Da der Standort halbschattig und trotz den mächtigen Kirschlorbeerwurzeln doch immer noch leicht feucht ist, wählen wir Hortensien. Sie sind im Spätsommer etwas vom Schönsten überhaupt. Bauernhortensien (Hydrangea macrophylla) mit ihren grossen Blütenbälle in diversen Farbnuancen, gefüllte auch und solche mit einzelnen sterilen Blüten, die wie Sterne über den Bällen stehen, und Rispenhortensien (Hydrangea paniculata), weisse und hellrosarote. Dazu kommen ein paar Straussenfarne, die ich von Freunden geschenkt bekommen habe.
Und davor pflanzen wir japanische Herbstanemonen, Schneefelberich (Lysimachia clethroides) und feuerrote Staudenlobelien (Lobelia cardinalis). Und im Vordergrund finden die gelb und weiss melierten Funkien (Hostas) ihren Platz, die meine neuen Nachbarn lange in Töpfen kultiviert hatten. Etwas grössere, ältere Funkienstauden sind ein dankbarer Fundus. Man kann sie mit dem Spaten leicht in mehrere Stücke teilen. So hatten wir genug Pflanzenmaterial, um den Rand des neuen Beetes zu gestalten. Ihr hell panachiertes Laub wirkt besonders in der Dämmerung zauberhaft, wenn die Kirschlorbeerwand schon fast schwarz dasteht. Dann leuchten die hellen Zeichnungen auf den Funkienblättern regelrecht. Ausserdem mag ich Funkien gerne, weil ihre jungen Triebe im Frühling ein leckeres Gemüse bieten: gedämpfte Funkiensprossen mit etwas Butter oder Olivenöl sind eine Delikatesse!

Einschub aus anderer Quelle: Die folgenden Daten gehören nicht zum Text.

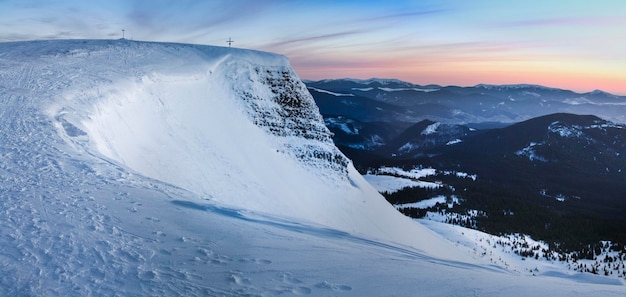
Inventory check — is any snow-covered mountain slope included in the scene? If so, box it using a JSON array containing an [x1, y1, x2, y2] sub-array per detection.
[[0, 40, 624, 296]]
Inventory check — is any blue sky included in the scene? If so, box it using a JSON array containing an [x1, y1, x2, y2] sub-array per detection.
[[0, 0, 626, 94]]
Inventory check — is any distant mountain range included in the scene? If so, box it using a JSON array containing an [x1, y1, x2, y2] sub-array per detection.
[[305, 79, 626, 124], [307, 79, 626, 248]]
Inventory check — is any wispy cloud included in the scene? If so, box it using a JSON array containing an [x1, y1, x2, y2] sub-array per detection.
[[498, 17, 626, 27]]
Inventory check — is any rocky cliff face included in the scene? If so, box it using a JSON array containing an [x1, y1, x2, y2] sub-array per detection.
[[219, 60, 349, 179]]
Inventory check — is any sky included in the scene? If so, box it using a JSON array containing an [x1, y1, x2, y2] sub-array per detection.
[[0, 0, 626, 95]]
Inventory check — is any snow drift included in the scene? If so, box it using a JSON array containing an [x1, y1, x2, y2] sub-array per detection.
[[0, 40, 620, 296], [33, 41, 458, 254]]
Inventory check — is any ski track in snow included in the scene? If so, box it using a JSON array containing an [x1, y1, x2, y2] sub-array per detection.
[[0, 41, 625, 296]]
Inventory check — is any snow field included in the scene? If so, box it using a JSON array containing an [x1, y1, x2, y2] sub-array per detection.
[[0, 40, 625, 296]]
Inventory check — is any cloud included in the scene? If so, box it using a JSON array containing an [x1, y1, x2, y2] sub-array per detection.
[[266, 30, 364, 48], [498, 17, 626, 27]]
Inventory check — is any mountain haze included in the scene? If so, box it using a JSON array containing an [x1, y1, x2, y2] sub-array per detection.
[[0, 39, 624, 296]]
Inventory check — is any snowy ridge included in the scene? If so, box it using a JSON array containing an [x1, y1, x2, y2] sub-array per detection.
[[0, 40, 624, 296]]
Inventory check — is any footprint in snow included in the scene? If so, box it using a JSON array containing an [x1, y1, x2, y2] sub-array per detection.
[[315, 281, 352, 292]]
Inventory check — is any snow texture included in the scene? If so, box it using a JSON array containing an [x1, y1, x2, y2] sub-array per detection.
[[0, 40, 626, 296]]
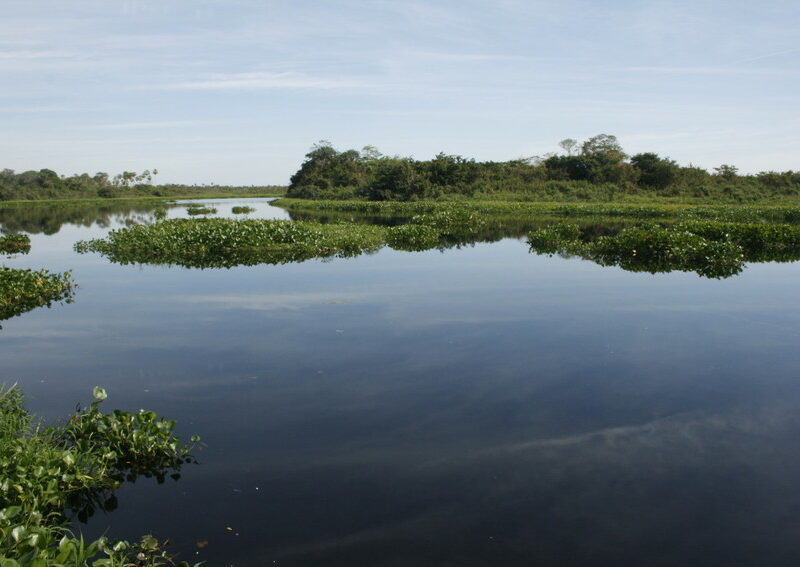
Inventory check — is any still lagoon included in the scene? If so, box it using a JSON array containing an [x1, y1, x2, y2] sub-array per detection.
[[0, 199, 800, 566]]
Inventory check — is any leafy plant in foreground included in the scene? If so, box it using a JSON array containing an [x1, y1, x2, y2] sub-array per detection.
[[0, 386, 198, 567]]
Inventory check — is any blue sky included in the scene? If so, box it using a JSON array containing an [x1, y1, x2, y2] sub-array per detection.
[[0, 0, 800, 184]]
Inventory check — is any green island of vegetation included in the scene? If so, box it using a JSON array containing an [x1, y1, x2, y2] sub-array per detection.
[[0, 234, 75, 328], [0, 169, 286, 201], [0, 386, 199, 567], [186, 204, 217, 216], [287, 134, 800, 203]]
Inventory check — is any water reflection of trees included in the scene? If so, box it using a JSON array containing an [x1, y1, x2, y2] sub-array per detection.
[[0, 202, 178, 234]]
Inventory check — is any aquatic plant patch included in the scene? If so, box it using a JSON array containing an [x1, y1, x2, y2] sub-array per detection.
[[272, 199, 800, 223], [386, 224, 441, 252], [186, 205, 217, 216], [0, 266, 76, 320], [528, 224, 745, 278], [75, 218, 386, 268], [0, 234, 31, 254], [0, 386, 198, 567]]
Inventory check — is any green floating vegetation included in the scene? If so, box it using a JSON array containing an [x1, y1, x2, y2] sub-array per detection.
[[272, 199, 800, 224], [0, 386, 199, 567], [186, 205, 217, 216], [75, 218, 387, 268], [386, 224, 440, 252], [0, 266, 76, 321], [0, 234, 31, 254], [528, 221, 800, 278], [0, 235, 76, 328]]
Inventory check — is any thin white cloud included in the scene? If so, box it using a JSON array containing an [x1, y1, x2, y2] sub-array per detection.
[[162, 71, 366, 90], [620, 65, 791, 76], [82, 120, 212, 130], [0, 49, 76, 60], [732, 48, 800, 65]]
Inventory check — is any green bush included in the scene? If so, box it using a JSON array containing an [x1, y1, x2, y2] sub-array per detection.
[[386, 224, 440, 251], [0, 386, 198, 567]]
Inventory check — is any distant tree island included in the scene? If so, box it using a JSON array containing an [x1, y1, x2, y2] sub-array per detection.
[[287, 134, 800, 203]]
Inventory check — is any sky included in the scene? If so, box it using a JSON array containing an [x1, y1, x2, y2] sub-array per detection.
[[0, 0, 800, 185]]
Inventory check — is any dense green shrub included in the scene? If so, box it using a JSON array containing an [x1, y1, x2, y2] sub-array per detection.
[[287, 138, 800, 203], [0, 234, 31, 254], [75, 218, 386, 268], [0, 386, 198, 567], [386, 224, 441, 251]]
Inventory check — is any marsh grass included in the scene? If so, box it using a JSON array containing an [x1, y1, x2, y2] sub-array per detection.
[[0, 234, 31, 254], [0, 235, 76, 329], [186, 205, 217, 216], [528, 221, 800, 278], [272, 199, 800, 224], [0, 386, 198, 567], [75, 218, 386, 268], [0, 266, 76, 321]]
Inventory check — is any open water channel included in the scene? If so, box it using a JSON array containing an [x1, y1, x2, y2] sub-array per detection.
[[0, 199, 800, 566]]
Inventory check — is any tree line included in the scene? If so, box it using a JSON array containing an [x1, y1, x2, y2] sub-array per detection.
[[287, 134, 800, 202], [0, 169, 284, 201]]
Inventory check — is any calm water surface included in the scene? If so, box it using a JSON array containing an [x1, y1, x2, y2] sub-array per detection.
[[0, 200, 800, 566]]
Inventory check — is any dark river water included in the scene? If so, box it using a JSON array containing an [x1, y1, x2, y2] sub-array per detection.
[[0, 199, 800, 566]]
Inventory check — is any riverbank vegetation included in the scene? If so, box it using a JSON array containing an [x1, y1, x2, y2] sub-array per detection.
[[76, 206, 800, 278], [272, 199, 800, 223], [75, 218, 386, 268], [528, 221, 800, 278], [0, 169, 286, 201], [0, 234, 75, 328], [287, 138, 800, 203], [0, 386, 198, 567]]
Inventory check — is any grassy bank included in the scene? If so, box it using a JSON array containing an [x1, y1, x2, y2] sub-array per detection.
[[0, 234, 76, 328], [0, 386, 197, 567], [273, 199, 800, 223]]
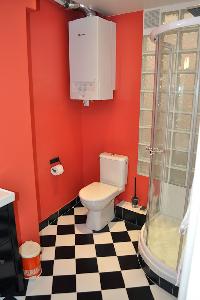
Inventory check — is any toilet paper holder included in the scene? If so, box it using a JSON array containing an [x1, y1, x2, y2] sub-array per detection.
[[49, 156, 61, 165], [49, 156, 61, 173]]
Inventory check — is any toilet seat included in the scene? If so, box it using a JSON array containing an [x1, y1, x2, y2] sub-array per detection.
[[79, 182, 120, 201]]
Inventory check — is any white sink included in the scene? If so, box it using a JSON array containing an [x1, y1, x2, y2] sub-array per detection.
[[0, 188, 15, 207]]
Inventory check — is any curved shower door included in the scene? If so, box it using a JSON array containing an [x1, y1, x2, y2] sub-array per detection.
[[146, 35, 182, 269]]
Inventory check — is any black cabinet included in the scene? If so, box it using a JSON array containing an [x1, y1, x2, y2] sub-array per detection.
[[0, 203, 24, 296]]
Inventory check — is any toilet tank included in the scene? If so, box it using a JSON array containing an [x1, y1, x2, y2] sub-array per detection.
[[100, 152, 128, 188]]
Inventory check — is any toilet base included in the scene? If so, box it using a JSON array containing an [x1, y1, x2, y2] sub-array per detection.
[[86, 199, 115, 231]]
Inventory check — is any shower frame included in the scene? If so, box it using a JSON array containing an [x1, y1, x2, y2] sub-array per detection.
[[139, 17, 200, 285]]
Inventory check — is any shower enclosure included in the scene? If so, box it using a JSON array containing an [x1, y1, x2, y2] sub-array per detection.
[[139, 17, 200, 285]]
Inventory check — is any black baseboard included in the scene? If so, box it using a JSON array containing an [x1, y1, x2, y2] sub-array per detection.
[[115, 205, 146, 229], [39, 196, 80, 231]]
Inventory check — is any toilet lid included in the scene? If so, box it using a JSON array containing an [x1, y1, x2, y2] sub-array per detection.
[[79, 182, 119, 201]]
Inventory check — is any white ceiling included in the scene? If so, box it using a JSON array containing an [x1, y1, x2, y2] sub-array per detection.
[[76, 0, 193, 16]]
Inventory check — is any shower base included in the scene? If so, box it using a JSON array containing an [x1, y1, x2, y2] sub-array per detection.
[[138, 214, 180, 295]]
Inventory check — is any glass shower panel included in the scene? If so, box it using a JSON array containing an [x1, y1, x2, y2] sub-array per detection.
[[147, 39, 173, 227], [145, 23, 200, 270], [180, 30, 198, 50], [140, 92, 153, 110], [146, 36, 184, 269]]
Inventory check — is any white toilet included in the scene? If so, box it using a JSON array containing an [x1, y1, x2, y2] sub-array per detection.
[[79, 153, 128, 231]]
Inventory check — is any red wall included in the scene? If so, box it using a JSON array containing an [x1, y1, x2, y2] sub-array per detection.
[[82, 12, 148, 204], [30, 0, 82, 221], [0, 0, 147, 246], [0, 0, 38, 242]]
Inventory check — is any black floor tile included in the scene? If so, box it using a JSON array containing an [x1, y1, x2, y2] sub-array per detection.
[[100, 272, 125, 290], [118, 255, 140, 270], [77, 292, 103, 300], [95, 244, 116, 257], [127, 286, 154, 300], [111, 217, 122, 222], [55, 246, 75, 259], [93, 225, 110, 233], [49, 219, 58, 225], [57, 225, 75, 235], [111, 231, 131, 243], [52, 275, 76, 294], [75, 234, 94, 245], [125, 222, 141, 230], [76, 258, 98, 274], [145, 274, 155, 285], [41, 260, 54, 276], [63, 208, 74, 215], [75, 215, 87, 224], [40, 235, 56, 247], [133, 241, 138, 253]]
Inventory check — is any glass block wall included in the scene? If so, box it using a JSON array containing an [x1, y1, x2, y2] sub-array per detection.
[[138, 9, 200, 186]]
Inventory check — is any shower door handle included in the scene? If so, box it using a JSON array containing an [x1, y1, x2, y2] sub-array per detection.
[[146, 146, 164, 155]]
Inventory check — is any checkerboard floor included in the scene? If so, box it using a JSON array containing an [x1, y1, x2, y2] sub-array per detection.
[[0, 204, 176, 300]]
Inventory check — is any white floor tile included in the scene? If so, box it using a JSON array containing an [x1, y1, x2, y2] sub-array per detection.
[[53, 259, 76, 276], [26, 276, 53, 296], [74, 207, 88, 215], [75, 244, 96, 258], [51, 293, 77, 300], [128, 230, 140, 242], [122, 269, 149, 288], [76, 273, 101, 292], [40, 225, 57, 235], [102, 289, 129, 300], [93, 232, 113, 244], [114, 242, 136, 256], [150, 285, 177, 300], [75, 224, 92, 234], [57, 215, 75, 225], [108, 221, 127, 232], [97, 256, 120, 272], [56, 234, 75, 247], [41, 247, 55, 260]]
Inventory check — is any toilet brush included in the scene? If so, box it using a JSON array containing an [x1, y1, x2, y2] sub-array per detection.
[[132, 177, 139, 207]]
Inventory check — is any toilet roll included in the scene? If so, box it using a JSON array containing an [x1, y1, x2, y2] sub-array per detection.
[[51, 164, 64, 176]]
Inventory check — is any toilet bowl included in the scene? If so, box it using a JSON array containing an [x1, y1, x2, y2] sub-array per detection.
[[79, 153, 128, 231], [79, 182, 120, 231]]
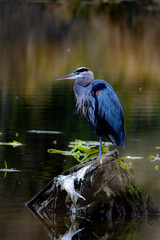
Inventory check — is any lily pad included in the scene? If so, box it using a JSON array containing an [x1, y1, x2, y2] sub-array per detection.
[[48, 140, 112, 162]]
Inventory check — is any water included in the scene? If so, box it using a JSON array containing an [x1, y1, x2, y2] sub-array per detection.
[[0, 3, 160, 240]]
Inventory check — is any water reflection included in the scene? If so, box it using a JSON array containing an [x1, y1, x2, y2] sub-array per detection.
[[0, 2, 160, 239], [27, 204, 143, 240]]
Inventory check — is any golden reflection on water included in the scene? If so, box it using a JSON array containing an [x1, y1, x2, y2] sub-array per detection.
[[0, 3, 160, 238]]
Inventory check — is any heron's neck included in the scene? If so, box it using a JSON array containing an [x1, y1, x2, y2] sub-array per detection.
[[73, 81, 89, 105]]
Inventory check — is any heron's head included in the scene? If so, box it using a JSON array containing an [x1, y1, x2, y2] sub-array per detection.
[[57, 67, 94, 87]]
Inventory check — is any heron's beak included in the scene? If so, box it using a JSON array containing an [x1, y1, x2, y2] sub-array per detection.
[[56, 73, 76, 80]]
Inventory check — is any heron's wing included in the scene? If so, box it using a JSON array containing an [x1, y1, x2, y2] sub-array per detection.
[[92, 80, 126, 146]]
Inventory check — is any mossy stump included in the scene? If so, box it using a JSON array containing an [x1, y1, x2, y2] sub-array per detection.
[[26, 150, 144, 220]]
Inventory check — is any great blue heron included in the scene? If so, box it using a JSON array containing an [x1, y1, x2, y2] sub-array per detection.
[[57, 67, 126, 155]]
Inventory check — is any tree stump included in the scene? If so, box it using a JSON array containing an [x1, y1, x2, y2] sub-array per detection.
[[26, 150, 145, 220]]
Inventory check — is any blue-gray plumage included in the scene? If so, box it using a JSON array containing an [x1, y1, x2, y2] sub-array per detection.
[[57, 67, 126, 155]]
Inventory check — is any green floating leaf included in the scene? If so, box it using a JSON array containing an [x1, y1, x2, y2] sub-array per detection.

Ein Glück, dass meine Nachbarn recht stark wüchsige Sorten kultiviert haben. Und meinerseits habe ich auch noch einige Hosta lancifolia, die sich bestens vermehren und sehr zarte, saftiggrüne Triebe bilden. Die will ich auf den Herbst hin dann auch noch in den neuen Garten zügeln.
Jedenfalls, mit diesem neuen Vordergrund sieht der Kirschlorbeer nun eigentlich ganz ok aus. Wenn es uns mit der Zeit gelingt, ihn auf ein vernünftiges Mass zurückzuholen und ihn regelmässig so stark zu schneiden, dass gar keine Beeren mehr heranwachsen, und alle Ausläufer zu entfernen, dann werden wir ihn wohl zukünftig in Schach halten. Wir werden einfach die Hortensien und die Stauden zu seinen Füssen gut düngen und bei Trockenheit auch kräftig wässern müssen. Dann sollten sie neben der Monsterhecke ordentlich zurechtkommen.